In 2018 researchers from Cornell University built an extremely high power detector that used an algorithm-driven process called psychography to triple the resolution of the current state-of-the-art electron microscopes. The breakthrough set a record resolution in the process. A caveat with that machine was that it only functions with ultrathin samples only a few atoms thick.
A new team led by some of the same researchers from Cornell has beat their 2018 record by a factor of two using a new Electron Microscope Pixel Array Detector (EMPAD) that uses a more refined 3D reconstruction algorithm.

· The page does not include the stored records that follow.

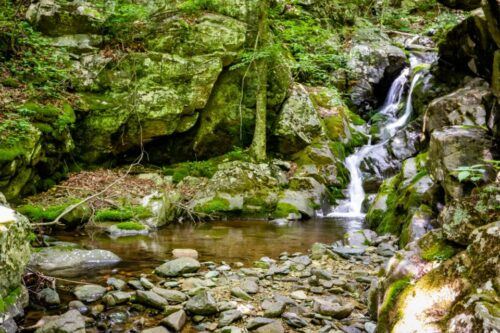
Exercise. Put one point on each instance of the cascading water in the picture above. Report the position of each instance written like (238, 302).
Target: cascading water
(352, 208)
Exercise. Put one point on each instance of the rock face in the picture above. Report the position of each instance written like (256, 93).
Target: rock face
(454, 147)
(298, 122)
(375, 63)
(467, 106)
(14, 256)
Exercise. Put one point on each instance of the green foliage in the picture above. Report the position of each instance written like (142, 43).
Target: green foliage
(440, 250)
(475, 173)
(9, 300)
(314, 47)
(194, 169)
(130, 225)
(215, 205)
(126, 24)
(39, 213)
(392, 293)
(122, 214)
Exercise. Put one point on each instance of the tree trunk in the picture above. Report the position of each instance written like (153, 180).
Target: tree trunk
(258, 146)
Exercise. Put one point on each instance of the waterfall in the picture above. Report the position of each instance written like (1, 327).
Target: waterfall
(356, 194)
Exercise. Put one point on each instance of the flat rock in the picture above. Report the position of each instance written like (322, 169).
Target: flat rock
(69, 322)
(178, 267)
(89, 292)
(180, 253)
(151, 299)
(175, 321)
(173, 296)
(202, 304)
(228, 317)
(64, 262)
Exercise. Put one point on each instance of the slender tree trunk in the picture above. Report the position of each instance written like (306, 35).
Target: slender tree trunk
(258, 146)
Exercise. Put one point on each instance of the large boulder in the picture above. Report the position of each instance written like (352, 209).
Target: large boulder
(468, 48)
(298, 123)
(228, 119)
(14, 256)
(374, 63)
(57, 18)
(469, 105)
(454, 147)
(459, 295)
(460, 217)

Researchers on the project say the resolution is so fine-tuned the only blurring remaining is from the thermal jiggling of the atoms in the sample itself.
The team of researchers was led by David Mueller, who says that the new microscope doesn’t just set a new record; it defines a new regime that is effectively going to be an ultimate limit for resolution.
Mueller also says the development opens up many new measurement possibilities for things that scientists have wanted to do for a long time. The breakthrough solved a long-standing problem by undoing multiple scattering of the beam in the sample, something scientist Hans Bethe defined in 1928 that has blocked scientists from resolving the matter in the past.
Ptychography scans using overlapping scattering patterns were material samples and looked for changes in the overlapping regions. Mueller says scientists are chasing speckle patterns that look a lot like laser pointer patterns that cats enjoy attacking. Scientists want to see how the way changes and compute the object’s shape that caused that pattern.
The detector is slightly defocused, and the beam is broad to capture the broadest range of data possible. The complicated algorithms the team developed reconstruct the pattern resulting in an exact image with precision to a picometer.